Devildriver – Dealing With Demons I


Dez Fafara se fiche des inconvénients du confinement, tant qu’il peut continuer à « pratiquer son art » selon ses dires. Justement, ce dernier avait prévu de faire connaître l’un de ses projets les plus ambitieux l’année dernière, avant que les grands incendies américains ne le forcent à déménager et que le cancer de son épouse l’oblige à ralentir le processus créatif. Puis le Covid-19 s’en est mêlé. Pas question pour autant de repousser la sortie de son projet pour maximiser les profits. Devildriver doit présenter son double album intitulé Dealing With Demons, motivé par l’envie de Dez de se livrer davantage et d’aller plus loin dans l’écriture pour atteindre une véritable catharsis. Ce diptyque sortira en deux temps et pour l’instant seul Dealing With Demons I nous parvient. Histoire de ne pas saturer l’auditeur. Depuis Trust No One (2016) et les nombreux changements de line-up du groupe, Devildriver prétend bénéficier d’un nouvel élan créatif (Outlaws ’till The End: vol. I (2018) allait dans ce sens sans impressionner). Pour une fois et dans une certaine mesure, ce premier volume peut lui donner raison.

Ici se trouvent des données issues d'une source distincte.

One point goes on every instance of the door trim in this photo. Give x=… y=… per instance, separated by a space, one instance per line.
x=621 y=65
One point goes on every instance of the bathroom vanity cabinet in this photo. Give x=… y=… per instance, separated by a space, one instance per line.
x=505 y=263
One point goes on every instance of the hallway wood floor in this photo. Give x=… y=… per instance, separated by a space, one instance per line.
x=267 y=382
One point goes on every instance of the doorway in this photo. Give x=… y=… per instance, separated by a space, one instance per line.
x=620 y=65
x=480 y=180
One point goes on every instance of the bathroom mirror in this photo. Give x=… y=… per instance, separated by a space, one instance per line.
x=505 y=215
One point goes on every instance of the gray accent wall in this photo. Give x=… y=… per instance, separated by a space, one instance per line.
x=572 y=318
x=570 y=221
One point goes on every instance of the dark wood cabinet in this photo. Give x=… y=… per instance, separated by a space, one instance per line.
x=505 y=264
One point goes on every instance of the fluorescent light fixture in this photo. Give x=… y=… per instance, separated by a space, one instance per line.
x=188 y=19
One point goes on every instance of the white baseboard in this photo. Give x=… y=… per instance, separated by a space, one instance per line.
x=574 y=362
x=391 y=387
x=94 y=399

Dealing With Demons I s’est d’abord fait connaître par son single « Keep Away From Me » qui ouvre l’opus et qui a occupé la tête des charts metal pendant plusieurs semaines. Devildriver a effectivement cherché à présenter un ensemble de riffs chiadés enchâssés dans une atmosphère lugubre. Quelques arpèges se laissent à peine discerner, assis sur une rythmique plombée. Dez Fafara vient percuter le tout en empruntant un phrasé hardcore soutenu par les blasts d’Austin D’Amond. Derrière cette succession de riffs bien agencés se cache un soupçon de Gojira. Que ce soit dans les articulations rythmiques ou les mélodies en tapping, les marques de fabrique des Français sont aisément identifiables, ce jusque dans la conclusion « Scars Me Forever ». Heureusement, Dealing With Demons I n’est pas une tentative de calque, les compositions cherchent à se renouveler en partie. « Vengeance Is Clear » privilégie les breaks hardcore et les phrasés bas du front aux mouvements rythmiques sophistiqués. D’une certaine manière, Devildriver fonctionne davantage lorsqu’il se veut plus direct. Outlaws ’till The End a par ailleurs laissé quelques traces, en témoigne la multitude d’influences southern-rock et blues qui parcourent l’opus, à commencer par le solo au bottleneck de « The Damned Don’t Cry ». Le lead d’introduction et les arrangements mélodiques succincts de « Nest Of Vipers » sentent la poussière chaude tandis que les guitares de son refrain font honneur aux bayous de Louisiane. Il y a même, n’en déplaise à Dez Fafara, des relents de metalcore sur les premières rythmiques de « Iona » qui traite avec dégoût de nos affects pour le « murder-porn » s’incarnant dans bon nombre de séries et de slashers. Le rapprochement est toutefois très vite nuancé par la direction que prennent la composition et l’interprétation de Dez. « Iona » réussit à transmettre tout le dédain du frontman avec, à nouveau, cette franchise propre au lexique hardcore teinté de heavy.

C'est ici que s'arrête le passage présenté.